General internists are increasingly on the front lines in diagnosing alcohol abuse. Some patients may not qualify as alcohol dependent yet are suffering harmful effects from drinking. It is critical that the general internist have simple screening strategies in place that will identify potential problems within the typical 15- to 20-minute office visit.

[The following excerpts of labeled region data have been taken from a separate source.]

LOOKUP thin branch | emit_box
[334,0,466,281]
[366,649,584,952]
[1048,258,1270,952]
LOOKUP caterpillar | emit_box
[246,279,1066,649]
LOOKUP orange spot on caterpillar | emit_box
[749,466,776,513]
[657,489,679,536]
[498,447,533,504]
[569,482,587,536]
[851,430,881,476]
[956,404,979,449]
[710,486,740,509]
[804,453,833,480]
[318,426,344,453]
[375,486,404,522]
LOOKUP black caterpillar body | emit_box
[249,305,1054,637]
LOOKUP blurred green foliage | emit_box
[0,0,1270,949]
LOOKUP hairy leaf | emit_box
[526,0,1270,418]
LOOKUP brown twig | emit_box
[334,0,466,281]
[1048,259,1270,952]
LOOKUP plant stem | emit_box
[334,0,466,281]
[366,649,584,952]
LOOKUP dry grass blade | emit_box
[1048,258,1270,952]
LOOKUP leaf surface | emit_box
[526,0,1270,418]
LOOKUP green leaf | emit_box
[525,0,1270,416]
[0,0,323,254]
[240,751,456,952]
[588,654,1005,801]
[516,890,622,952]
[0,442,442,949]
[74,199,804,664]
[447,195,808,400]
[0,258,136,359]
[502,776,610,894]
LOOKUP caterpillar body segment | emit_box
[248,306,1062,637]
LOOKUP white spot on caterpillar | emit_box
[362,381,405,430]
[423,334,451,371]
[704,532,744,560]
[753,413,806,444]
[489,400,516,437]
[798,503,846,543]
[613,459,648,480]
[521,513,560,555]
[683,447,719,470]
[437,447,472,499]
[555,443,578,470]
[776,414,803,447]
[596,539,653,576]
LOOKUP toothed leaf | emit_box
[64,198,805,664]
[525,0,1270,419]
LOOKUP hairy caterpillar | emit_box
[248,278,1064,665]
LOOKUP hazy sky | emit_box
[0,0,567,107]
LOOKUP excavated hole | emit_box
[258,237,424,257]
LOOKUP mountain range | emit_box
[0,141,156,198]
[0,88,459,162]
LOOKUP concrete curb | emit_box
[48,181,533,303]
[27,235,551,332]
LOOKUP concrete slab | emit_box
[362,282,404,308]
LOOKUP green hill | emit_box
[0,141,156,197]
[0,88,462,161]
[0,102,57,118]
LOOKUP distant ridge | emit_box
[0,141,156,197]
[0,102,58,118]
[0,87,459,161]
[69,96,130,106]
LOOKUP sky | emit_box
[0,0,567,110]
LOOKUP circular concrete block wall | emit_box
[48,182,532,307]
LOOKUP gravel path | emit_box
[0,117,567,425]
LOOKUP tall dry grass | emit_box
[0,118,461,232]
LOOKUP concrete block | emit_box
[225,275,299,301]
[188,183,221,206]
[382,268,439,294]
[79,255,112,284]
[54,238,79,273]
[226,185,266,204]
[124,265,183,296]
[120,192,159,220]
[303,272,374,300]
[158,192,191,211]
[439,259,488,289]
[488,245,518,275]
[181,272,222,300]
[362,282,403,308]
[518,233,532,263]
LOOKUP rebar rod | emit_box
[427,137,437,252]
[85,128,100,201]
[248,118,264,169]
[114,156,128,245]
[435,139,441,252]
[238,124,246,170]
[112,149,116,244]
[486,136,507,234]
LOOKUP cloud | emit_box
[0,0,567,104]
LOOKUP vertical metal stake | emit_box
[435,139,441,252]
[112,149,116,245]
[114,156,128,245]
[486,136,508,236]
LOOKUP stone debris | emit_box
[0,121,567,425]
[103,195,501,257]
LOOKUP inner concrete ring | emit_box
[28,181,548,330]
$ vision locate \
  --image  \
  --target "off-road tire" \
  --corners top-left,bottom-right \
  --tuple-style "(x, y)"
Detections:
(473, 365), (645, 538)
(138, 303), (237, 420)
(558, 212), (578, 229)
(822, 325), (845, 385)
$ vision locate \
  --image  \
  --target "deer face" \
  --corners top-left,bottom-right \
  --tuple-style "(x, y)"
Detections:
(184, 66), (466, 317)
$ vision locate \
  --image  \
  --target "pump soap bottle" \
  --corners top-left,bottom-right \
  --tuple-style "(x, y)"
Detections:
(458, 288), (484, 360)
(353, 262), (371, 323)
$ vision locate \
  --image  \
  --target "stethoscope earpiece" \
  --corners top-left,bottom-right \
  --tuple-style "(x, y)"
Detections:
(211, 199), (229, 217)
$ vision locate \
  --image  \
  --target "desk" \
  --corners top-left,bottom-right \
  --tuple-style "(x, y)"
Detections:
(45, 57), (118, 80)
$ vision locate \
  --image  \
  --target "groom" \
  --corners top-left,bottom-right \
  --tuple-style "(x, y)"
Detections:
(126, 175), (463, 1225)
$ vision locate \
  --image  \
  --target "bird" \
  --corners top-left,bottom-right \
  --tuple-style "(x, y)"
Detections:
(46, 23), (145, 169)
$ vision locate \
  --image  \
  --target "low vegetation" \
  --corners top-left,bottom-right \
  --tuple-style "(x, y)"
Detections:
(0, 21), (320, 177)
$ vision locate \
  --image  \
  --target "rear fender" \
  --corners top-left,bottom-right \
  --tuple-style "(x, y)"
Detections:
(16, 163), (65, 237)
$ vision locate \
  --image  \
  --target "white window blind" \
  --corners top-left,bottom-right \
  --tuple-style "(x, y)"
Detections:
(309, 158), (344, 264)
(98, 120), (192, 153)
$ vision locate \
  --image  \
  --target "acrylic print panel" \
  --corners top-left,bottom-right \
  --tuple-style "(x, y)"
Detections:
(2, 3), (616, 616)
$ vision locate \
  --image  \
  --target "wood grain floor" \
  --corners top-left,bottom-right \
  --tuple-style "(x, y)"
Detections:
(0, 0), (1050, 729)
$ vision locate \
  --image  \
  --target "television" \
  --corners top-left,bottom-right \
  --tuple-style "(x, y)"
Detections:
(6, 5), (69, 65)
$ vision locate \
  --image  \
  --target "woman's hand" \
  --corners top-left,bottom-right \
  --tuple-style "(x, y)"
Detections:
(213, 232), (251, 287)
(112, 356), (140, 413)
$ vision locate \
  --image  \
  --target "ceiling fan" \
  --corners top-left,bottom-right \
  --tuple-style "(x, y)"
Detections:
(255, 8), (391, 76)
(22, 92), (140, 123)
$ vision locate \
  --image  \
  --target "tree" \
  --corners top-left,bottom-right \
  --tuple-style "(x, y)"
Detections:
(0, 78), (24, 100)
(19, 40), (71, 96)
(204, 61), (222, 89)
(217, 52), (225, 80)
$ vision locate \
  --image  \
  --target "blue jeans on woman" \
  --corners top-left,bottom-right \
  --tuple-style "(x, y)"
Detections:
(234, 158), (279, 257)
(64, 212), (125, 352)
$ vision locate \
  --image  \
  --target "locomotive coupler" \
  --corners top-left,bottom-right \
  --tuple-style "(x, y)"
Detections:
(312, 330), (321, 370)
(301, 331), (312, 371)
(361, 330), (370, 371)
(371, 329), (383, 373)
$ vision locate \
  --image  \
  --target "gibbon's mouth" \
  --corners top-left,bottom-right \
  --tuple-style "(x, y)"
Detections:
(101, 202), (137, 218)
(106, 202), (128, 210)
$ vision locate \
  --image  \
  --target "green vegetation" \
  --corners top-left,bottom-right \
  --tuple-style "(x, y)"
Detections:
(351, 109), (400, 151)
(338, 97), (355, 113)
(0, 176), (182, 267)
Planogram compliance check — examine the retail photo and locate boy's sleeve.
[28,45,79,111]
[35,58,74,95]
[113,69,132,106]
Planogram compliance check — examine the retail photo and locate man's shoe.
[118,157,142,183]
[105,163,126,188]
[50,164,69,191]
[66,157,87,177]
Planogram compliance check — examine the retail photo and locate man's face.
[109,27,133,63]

A new tool for screening and diagnosis is designed to help the time-pressed generalist. The National Institute on Alcohol Abuse and Alcoholism (NIAAA) has identified a single question screen designed to identify harmful and hazardous drinkers: How many times in the past year have you had greater than five drinks (for men)/ four drinks (for women) in a day? Just one heavy drinking day defines a positive response.

Alcohol abuse and related disorders"The feeling was that even the simplest screening strategy such as the CAGE questions were not being used on a regular basis by physicians," said David Fiellin, MD, associate professor of medicine, Yale University School of Medicine and editorial consultant for the PIER module on alcohol abuse. The hope is that having a single question will encourage more physicians to ask patients about their drinking habits, he said.

Just that one question combined with a brief intervention, can reduce a patient's alcohol consumption, he emphasized. Patients who meet criteria for alcoholism or alcoholic dependence require more specialized treatment strategies, but generalists are increasingly able to help some of these patients as well.

"The effectiveness of new medications and counseling are now making it more within the realm of nonspecialist physicians to provide medication … along with brief counseling for patients who have more severe drinking problems," Dr. Fiellin said.

For example, one recent clinical trial demonstrated the efficacy of an injectible form of naltrexone, he noted. It's possible that generalists may one day be able to administer that once-a-month shot.

This edition of ACP Observer Special Focus is designed to help optimize your ability to diagnose, treat and manage patients with alcohol abuse.

CAGE questions

(Positive screening result = 1 or more positive responses)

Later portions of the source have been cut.